跨Yarn集群提交spark任务

背景

之前写过一篇 Spark动态加载hive配置的方案，当时是为了spark应用的fat-jar里面已经有Hadoop相关xml配置文件的情况下，将数据输出到不是该配置的Hadoop集群的方案。
现在这个需求有点类似，没有走spark-submit提交任务，而是在spark应用里面通过创建SparkContext的形式提交任务，而spark应用的fat-jar里面已经有Hadoop相关xml配置文件，在此情况下，想将Spakr任务提交到外部的Yarn集群（不是fat-jar里面配置文件对应的yarn集群）。

思考一个问题

先思考一个问题，如果Spark应用的fat-jar里面有外部Yarn集群对应的配置文件(core-site.xml，hdfs-site.xml，yarn-site.xml等)，此时Spark应用代码里面创建SparkContext，是不是就一定能提交到那个集群里？
可以做个实验，但实验不一定会cover到所有情况。
直接给结论吧，不一定能提交过去，但自己做实验的话很可能还是能直接提交过去的，还是直接看代码吧（以yarn-client模式为例）。

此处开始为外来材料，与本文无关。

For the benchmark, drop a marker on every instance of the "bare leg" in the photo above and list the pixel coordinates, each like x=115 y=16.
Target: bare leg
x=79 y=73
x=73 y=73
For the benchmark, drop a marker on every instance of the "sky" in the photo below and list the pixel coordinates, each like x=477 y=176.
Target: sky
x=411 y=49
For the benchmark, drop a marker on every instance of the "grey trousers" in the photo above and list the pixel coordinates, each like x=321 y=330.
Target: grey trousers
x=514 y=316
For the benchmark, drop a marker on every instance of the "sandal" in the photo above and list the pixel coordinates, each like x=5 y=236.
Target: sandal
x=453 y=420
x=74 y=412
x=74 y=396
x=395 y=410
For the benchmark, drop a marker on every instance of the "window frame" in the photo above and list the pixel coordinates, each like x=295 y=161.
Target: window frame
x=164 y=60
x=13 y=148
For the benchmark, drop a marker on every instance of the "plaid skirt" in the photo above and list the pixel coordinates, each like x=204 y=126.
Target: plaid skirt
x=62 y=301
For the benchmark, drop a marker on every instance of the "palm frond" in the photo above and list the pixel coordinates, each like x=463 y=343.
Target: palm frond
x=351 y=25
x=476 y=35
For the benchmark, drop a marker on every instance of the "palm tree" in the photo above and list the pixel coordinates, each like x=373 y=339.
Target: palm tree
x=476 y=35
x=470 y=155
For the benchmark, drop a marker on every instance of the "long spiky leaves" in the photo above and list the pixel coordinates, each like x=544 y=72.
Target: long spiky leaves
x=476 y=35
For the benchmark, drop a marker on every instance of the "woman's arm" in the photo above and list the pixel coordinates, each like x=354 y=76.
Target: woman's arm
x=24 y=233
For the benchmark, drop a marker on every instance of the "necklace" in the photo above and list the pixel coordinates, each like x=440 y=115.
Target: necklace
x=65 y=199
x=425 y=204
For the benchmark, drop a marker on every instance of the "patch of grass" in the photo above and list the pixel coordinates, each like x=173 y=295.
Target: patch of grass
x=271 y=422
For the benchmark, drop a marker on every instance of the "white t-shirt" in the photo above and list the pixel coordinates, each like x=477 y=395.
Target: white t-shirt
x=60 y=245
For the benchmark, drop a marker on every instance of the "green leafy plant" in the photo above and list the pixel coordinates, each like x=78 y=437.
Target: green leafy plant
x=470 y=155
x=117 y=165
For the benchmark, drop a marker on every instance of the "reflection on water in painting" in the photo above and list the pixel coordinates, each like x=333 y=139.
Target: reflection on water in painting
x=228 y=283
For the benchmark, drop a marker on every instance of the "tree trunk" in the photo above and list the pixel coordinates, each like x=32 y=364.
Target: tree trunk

Spark Yarn-client 默认提交任务简析

通过代码创建SparkContext后，其动态代码块会根据启动模式创建SchedulerBackend和TaskScheduler并启动：

// org.apache.spark.SparkContext #501
    // Create and start the scheduler
    val (sched, ts) = SparkContext.createTaskScheduler(this, master, deployMode)
    _schedulerBackend = sched
    _taskScheduler = ts
    _dagScheduler = new DAGScheduler(this)
    // start TaskScheduler after taskScheduler sets DAGScheduler reference in DAGScheduler's
    // constructor
    _taskScheduler.start()

其中 TaskScheduler 是通过 org.apache.spark.scheduler.cluster.YarnClusterManager#createTaskScheduler 创建的，对应 yarn-client 创建的是YarnScheduler（继承了TaskSchedulerImpl），start()方法调用到SchedulerBackend的start方法，后者就会创建yarn模式下的Client客户端（org.apache.spark.deploy.yarn.Client，不是yarn自己那个client），并调用其submitApplication方法提交任务到Yarn：

//org.apache.spark.scheduler.cluster.YarnClientSchedulerBackend#start
  override def start() {
    val driverHost = conf.get("spark.driver.host")
    val driverPort = conf.get("spark.driver.port")
    val hostport = driverHost + ":" + driverPort
    sc.ui.foreach { ui => conf.set("spark.driver.appUIAddress", ui.webUrl) }

    val argsArrayBuf = new ArrayBuffer[String]()
    argsArrayBuf += ("--arg", hostport)

    logDebug("ClientArguments called with: " + argsArrayBuf.mkString(" "))
    val args = new ClientArguments(argsArrayBuf.toArray)
    totalExpectedExecutors = YarnSparkHadoopUtil.getInitialTargetExecutorNumber(conf)
    client = new Client(args, conf)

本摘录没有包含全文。